Eric Levine is a member of the leadership team at Count Us In, an organization aiming to get a billion people in this decisive decade to take practical action on reducing their carbon impact. He says: “What tends to happen in businesses of a meaningful size is that you have executive office buy-in, possibly sustainability office buy-in or maybe some commercial leadership input."

"You’re making commitments as an organization to get to net zero by this stage, but it’s a relatively small group of people engaging with the modelling of what this means in terms of business transformation. Yet, it’s the rest of the workforce that is delivering the business. You can’t make meaningful progress unless you engage people.”

Levine is also a strong advocate for collaboration with other organizations to bring about broader change. “Collaboration is key,” he says.
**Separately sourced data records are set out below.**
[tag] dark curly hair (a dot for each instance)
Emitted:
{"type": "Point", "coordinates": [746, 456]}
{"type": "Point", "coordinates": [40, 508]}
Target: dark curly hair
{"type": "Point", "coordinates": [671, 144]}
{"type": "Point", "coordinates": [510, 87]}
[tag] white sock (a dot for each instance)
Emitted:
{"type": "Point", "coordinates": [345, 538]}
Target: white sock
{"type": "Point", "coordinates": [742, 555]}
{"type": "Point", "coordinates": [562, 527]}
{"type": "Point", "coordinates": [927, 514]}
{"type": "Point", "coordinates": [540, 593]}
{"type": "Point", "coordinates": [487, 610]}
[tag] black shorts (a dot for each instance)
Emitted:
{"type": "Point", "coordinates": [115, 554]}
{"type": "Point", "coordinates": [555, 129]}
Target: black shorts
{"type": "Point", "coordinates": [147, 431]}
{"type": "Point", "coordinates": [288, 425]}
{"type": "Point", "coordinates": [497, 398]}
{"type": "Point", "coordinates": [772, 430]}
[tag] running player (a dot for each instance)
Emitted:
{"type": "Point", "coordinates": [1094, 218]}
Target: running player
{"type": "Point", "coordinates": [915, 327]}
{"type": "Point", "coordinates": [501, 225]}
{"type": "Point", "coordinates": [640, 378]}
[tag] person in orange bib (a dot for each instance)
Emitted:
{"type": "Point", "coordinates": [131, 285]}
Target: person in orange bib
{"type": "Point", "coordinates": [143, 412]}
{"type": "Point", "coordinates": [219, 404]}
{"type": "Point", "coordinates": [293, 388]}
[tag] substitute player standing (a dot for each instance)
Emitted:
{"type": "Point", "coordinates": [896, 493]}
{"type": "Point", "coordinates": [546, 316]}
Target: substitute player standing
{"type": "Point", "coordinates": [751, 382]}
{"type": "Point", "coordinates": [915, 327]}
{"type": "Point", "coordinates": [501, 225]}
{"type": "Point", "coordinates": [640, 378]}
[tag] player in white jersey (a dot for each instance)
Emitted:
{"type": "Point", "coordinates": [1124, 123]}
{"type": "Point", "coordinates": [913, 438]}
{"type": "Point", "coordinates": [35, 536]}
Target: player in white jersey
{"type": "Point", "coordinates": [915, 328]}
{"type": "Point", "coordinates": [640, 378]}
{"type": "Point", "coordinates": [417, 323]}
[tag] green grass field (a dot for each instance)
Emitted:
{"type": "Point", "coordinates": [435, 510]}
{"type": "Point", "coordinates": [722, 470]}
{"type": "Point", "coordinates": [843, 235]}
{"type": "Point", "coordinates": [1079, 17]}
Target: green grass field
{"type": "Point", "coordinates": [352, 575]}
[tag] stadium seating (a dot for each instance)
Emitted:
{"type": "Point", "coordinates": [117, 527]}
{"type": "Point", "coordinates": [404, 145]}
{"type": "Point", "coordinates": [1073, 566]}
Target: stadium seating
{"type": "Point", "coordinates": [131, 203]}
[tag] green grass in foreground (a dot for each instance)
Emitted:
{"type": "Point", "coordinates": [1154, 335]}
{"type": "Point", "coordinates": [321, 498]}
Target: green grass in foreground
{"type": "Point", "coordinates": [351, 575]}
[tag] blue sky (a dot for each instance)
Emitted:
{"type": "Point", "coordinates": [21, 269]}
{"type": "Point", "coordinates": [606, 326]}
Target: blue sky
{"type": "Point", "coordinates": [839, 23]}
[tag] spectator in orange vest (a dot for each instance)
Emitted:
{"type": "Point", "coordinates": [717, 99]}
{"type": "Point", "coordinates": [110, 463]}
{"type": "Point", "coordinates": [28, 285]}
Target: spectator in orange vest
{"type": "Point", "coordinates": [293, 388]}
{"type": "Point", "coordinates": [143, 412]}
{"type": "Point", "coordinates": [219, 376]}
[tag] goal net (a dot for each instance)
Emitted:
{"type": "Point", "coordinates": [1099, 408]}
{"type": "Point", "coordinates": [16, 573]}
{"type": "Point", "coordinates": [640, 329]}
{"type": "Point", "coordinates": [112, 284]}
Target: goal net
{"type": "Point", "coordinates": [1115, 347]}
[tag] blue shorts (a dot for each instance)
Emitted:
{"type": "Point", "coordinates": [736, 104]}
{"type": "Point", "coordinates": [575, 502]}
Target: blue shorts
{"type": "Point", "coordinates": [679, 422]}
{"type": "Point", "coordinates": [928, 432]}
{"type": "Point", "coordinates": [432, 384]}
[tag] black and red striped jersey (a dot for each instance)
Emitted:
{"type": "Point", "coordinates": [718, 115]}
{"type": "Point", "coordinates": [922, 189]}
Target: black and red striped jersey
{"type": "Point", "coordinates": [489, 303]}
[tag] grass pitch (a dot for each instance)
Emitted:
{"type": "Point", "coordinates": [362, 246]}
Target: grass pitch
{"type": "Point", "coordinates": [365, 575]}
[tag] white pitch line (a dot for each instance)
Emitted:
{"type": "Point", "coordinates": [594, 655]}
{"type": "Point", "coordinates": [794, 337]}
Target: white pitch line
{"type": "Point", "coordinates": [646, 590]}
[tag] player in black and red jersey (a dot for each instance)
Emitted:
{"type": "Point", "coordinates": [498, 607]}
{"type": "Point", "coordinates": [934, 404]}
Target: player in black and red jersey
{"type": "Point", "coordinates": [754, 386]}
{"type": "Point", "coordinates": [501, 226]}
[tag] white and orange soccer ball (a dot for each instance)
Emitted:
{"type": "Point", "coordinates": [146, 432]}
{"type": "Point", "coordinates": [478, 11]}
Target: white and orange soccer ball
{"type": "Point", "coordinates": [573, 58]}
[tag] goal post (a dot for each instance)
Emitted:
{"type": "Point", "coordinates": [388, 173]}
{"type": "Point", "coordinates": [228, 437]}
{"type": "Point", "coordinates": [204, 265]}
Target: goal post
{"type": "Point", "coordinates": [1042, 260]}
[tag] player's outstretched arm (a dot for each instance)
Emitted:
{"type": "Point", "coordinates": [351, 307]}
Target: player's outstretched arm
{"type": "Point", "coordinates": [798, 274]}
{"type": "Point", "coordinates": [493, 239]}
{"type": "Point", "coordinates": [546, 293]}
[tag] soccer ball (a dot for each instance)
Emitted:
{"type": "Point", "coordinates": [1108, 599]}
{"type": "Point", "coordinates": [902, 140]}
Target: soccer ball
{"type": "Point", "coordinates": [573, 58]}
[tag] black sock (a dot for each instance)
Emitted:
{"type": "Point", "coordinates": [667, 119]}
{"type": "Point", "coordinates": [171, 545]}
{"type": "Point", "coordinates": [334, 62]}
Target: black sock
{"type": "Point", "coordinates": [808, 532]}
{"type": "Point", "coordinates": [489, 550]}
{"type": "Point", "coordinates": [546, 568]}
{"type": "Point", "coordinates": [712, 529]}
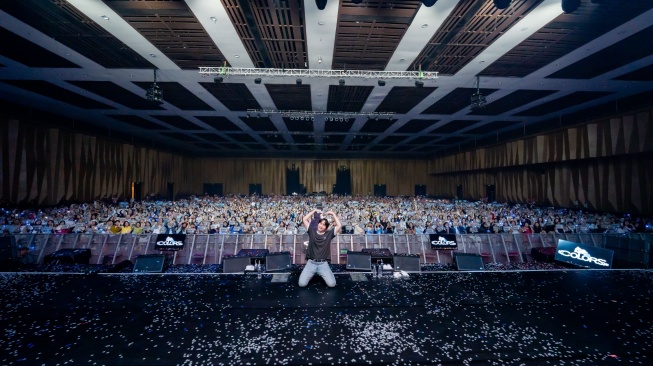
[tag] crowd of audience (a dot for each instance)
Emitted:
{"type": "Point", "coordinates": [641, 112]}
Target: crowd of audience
{"type": "Point", "coordinates": [282, 215]}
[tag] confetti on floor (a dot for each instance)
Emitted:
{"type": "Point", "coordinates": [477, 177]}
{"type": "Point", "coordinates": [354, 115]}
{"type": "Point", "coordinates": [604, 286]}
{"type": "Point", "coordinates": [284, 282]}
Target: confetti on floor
{"type": "Point", "coordinates": [561, 317]}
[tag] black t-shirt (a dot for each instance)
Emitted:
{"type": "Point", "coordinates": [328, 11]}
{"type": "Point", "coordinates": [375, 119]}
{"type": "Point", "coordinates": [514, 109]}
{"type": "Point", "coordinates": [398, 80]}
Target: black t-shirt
{"type": "Point", "coordinates": [319, 246]}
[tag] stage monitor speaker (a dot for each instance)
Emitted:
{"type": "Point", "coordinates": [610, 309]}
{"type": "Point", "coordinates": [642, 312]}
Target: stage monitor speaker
{"type": "Point", "coordinates": [468, 262]}
{"type": "Point", "coordinates": [278, 261]}
{"type": "Point", "coordinates": [359, 261]}
{"type": "Point", "coordinates": [153, 263]}
{"type": "Point", "coordinates": [235, 264]}
{"type": "Point", "coordinates": [407, 263]}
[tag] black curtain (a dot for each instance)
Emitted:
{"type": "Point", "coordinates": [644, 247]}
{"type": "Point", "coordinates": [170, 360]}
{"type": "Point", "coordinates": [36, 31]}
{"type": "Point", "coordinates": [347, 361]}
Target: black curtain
{"type": "Point", "coordinates": [213, 189]}
{"type": "Point", "coordinates": [491, 192]}
{"type": "Point", "coordinates": [171, 191]}
{"type": "Point", "coordinates": [138, 191]}
{"type": "Point", "coordinates": [343, 182]}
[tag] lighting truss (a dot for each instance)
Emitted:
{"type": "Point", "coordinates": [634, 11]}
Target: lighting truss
{"type": "Point", "coordinates": [318, 73]}
{"type": "Point", "coordinates": [154, 94]}
{"type": "Point", "coordinates": [310, 115]}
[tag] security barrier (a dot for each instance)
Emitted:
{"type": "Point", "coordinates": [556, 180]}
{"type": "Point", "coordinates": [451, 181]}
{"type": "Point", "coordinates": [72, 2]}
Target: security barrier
{"type": "Point", "coordinates": [210, 249]}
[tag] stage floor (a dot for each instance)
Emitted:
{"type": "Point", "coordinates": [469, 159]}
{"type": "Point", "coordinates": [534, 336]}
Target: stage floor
{"type": "Point", "coordinates": [570, 317]}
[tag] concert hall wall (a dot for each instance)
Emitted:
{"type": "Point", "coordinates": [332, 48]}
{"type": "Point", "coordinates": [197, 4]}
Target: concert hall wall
{"type": "Point", "coordinates": [45, 166]}
{"type": "Point", "coordinates": [603, 165]}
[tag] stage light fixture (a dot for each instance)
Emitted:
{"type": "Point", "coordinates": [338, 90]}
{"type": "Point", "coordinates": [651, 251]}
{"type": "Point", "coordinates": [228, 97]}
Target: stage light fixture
{"type": "Point", "coordinates": [501, 4]}
{"type": "Point", "coordinates": [154, 94]}
{"type": "Point", "coordinates": [570, 6]}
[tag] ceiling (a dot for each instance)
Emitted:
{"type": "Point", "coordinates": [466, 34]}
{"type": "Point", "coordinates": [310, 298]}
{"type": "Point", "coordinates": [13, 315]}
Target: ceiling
{"type": "Point", "coordinates": [85, 65]}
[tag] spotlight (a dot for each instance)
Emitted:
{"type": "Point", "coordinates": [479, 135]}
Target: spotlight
{"type": "Point", "coordinates": [570, 6]}
{"type": "Point", "coordinates": [501, 4]}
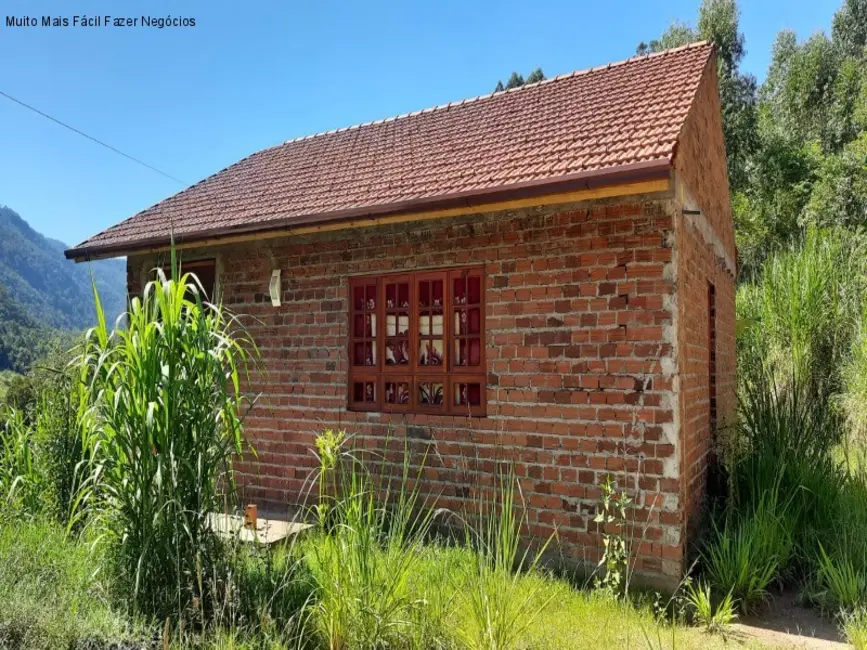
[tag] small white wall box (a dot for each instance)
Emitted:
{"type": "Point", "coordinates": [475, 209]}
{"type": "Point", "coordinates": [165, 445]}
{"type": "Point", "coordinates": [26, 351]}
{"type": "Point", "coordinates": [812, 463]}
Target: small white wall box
{"type": "Point", "coordinates": [274, 288]}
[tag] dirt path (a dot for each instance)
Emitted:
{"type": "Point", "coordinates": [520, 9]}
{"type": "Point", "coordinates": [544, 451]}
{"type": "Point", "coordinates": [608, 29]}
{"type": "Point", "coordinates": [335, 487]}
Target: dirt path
{"type": "Point", "coordinates": [786, 624]}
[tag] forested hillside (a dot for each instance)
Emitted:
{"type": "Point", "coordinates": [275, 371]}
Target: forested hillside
{"type": "Point", "coordinates": [45, 298]}
{"type": "Point", "coordinates": [797, 142]}
{"type": "Point", "coordinates": [54, 290]}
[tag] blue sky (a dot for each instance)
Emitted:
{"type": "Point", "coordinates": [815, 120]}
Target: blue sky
{"type": "Point", "coordinates": [252, 74]}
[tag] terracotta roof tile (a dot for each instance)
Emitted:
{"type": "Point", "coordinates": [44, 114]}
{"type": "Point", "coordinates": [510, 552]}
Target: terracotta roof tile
{"type": "Point", "coordinates": [598, 119]}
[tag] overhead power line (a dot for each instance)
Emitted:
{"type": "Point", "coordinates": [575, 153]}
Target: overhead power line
{"type": "Point", "coordinates": [91, 138]}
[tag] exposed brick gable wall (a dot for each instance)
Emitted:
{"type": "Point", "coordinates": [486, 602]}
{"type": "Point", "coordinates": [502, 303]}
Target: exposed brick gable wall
{"type": "Point", "coordinates": [705, 254]}
{"type": "Point", "coordinates": [581, 311]}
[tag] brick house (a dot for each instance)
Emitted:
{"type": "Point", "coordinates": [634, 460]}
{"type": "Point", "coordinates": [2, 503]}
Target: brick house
{"type": "Point", "coordinates": [545, 274]}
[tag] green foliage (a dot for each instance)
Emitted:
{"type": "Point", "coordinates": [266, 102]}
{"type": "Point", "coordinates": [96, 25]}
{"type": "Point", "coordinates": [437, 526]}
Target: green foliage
{"type": "Point", "coordinates": [745, 555]}
{"type": "Point", "coordinates": [839, 196]}
{"type": "Point", "coordinates": [807, 303]}
{"type": "Point", "coordinates": [714, 618]}
{"type": "Point", "coordinates": [535, 76]}
{"type": "Point", "coordinates": [854, 626]}
{"type": "Point", "coordinates": [23, 340]}
{"type": "Point", "coordinates": [719, 21]}
{"type": "Point", "coordinates": [614, 523]}
{"type": "Point", "coordinates": [20, 482]}
{"type": "Point", "coordinates": [800, 378]}
{"type": "Point", "coordinates": [53, 290]}
{"type": "Point", "coordinates": [168, 408]}
{"type": "Point", "coordinates": [362, 568]}
{"type": "Point", "coordinates": [516, 80]}
{"type": "Point", "coordinates": [53, 593]}
{"type": "Point", "coordinates": [500, 605]}
{"type": "Point", "coordinates": [850, 27]}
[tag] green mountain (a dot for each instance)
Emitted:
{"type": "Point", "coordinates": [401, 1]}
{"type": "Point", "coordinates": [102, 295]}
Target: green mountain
{"type": "Point", "coordinates": [52, 290]}
{"type": "Point", "coordinates": [22, 339]}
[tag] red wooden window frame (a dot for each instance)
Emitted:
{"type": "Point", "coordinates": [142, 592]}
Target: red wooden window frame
{"type": "Point", "coordinates": [416, 342]}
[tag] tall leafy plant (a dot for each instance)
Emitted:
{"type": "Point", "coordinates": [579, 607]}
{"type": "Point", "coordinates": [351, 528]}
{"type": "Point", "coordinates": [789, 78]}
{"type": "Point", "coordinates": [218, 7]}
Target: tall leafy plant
{"type": "Point", "coordinates": [168, 412]}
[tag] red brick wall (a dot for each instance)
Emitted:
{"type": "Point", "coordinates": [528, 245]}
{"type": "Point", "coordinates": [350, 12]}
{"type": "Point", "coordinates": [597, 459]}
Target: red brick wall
{"type": "Point", "coordinates": [705, 254]}
{"type": "Point", "coordinates": [581, 365]}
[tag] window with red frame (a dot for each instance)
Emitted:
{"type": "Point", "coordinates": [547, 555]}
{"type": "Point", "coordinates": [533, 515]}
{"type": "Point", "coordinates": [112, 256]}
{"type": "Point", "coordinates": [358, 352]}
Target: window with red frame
{"type": "Point", "coordinates": [417, 342]}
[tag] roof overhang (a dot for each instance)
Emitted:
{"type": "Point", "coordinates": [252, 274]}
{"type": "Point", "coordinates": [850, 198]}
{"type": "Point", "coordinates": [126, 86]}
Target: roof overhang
{"type": "Point", "coordinates": [647, 177]}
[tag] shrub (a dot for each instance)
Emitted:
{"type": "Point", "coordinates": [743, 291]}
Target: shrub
{"type": "Point", "coordinates": [168, 411]}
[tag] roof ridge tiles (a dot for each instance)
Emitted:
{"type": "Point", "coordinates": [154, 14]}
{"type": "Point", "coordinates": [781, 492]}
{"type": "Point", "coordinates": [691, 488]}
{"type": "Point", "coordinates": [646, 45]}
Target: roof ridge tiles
{"type": "Point", "coordinates": [585, 126]}
{"type": "Point", "coordinates": [446, 106]}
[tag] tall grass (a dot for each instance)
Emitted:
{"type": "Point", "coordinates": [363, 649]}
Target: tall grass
{"type": "Point", "coordinates": [370, 547]}
{"type": "Point", "coordinates": [802, 369]}
{"type": "Point", "coordinates": [500, 605]}
{"type": "Point", "coordinates": [168, 409]}
{"type": "Point", "coordinates": [21, 485]}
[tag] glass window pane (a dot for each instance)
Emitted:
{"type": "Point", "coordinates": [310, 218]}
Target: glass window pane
{"type": "Point", "coordinates": [430, 393]}
{"type": "Point", "coordinates": [430, 352]}
{"type": "Point", "coordinates": [474, 321]}
{"type": "Point", "coordinates": [396, 352]}
{"type": "Point", "coordinates": [468, 394]}
{"type": "Point", "coordinates": [397, 392]}
{"type": "Point", "coordinates": [474, 289]}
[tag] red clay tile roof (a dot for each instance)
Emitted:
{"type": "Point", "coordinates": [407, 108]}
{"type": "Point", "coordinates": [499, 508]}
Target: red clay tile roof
{"type": "Point", "coordinates": [620, 116]}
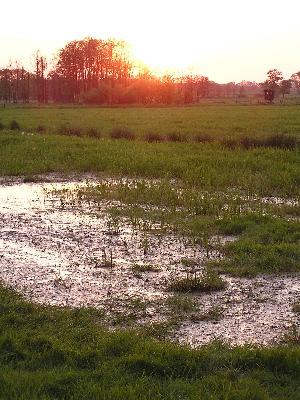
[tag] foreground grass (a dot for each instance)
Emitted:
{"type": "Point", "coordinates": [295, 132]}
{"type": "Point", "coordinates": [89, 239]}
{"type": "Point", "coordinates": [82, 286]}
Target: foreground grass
{"type": "Point", "coordinates": [51, 353]}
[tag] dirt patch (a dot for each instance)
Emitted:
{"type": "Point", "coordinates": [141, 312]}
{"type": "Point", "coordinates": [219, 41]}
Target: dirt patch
{"type": "Point", "coordinates": [78, 256]}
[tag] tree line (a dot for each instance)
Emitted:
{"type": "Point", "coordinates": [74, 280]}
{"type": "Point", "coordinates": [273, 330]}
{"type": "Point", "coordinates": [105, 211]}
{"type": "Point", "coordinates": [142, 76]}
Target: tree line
{"type": "Point", "coordinates": [96, 71]}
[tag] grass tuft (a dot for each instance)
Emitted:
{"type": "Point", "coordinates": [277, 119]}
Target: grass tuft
{"type": "Point", "coordinates": [209, 281]}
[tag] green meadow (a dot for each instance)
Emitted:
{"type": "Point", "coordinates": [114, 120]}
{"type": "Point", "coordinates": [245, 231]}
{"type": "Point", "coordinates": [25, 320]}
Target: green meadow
{"type": "Point", "coordinates": [214, 120]}
{"type": "Point", "coordinates": [205, 188]}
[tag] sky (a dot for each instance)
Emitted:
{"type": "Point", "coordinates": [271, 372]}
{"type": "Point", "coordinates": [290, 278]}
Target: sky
{"type": "Point", "coordinates": [226, 40]}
“First movers are making a lot of progress downward into their system, collaborating with their suppliers. Businesses don’t generally go to their competitors and their peers to try to solve these things together. But without that collaboration, we aren’t going to make progress in accurately measuring carbon emissions, reducing them and hitting net-zero targets."

Key takeaways

  • Understand your current data collection and reporting processes. Ensure you have the right technologies and approaches that allow you to fully observe and report Scope 1, 2 and 3 emissions.

  • Prioritize your emission tracking efforts. For example, with Scope 3 emissions, start with your Tier 1 suppliers when it comes to data collection. These are generally the suppliers that represent the biggest impact and will be most engaged.

  • Engage with others, including your people. Working with like-minded companies can ease the process and bring about broader change. Keep your supply chain informed about your goals and targets, and look for ways of improving.